The United Nations has planned new routes within the Gaza Strip to transport aid from a US-built floating pier after crowds of desperate Palstinians intercepted 11 trucks, causing a halt to deliveries that continued for a third day on Tuesday.
The temporary pier was anchored to a Gaza beach last Thursday as Israel comes under growing global pressure to allow more supplies into the besieged coastal enclave, where it is at war with Hamas and a famine looms.
Operations began on Friday and 10 aid trucks were driven by UN contractors to a World Food Programme warehouse in Deir El Balah in Gaza, but on Saturday, only five trucks made it to the warehouse after 11 others were intercepted.

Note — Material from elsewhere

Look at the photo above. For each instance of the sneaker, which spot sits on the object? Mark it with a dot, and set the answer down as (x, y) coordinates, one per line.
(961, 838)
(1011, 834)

"Crowds had stopped the trucks at various points along the way. There was...what I think I would refer to as self-distribution," UN spokesman Stephane Dujarric told reporters in New York on Tuesday.
"These trucks were travelling through areas where there'd been no aid. I think people feared that they would never see aid. They grabbed what they could," he said.
Distribution was paused as the UN planned new routes and coordination of deliveries in a bid to prevent more aid being intercepted, said Abeer Etefa, a WFP spokesperson in Cairo.
"The missions were planned for today using the new routes to avoid the crowds," she said. Dujarric later said there had been no transportation of aid from the pier since Saturday.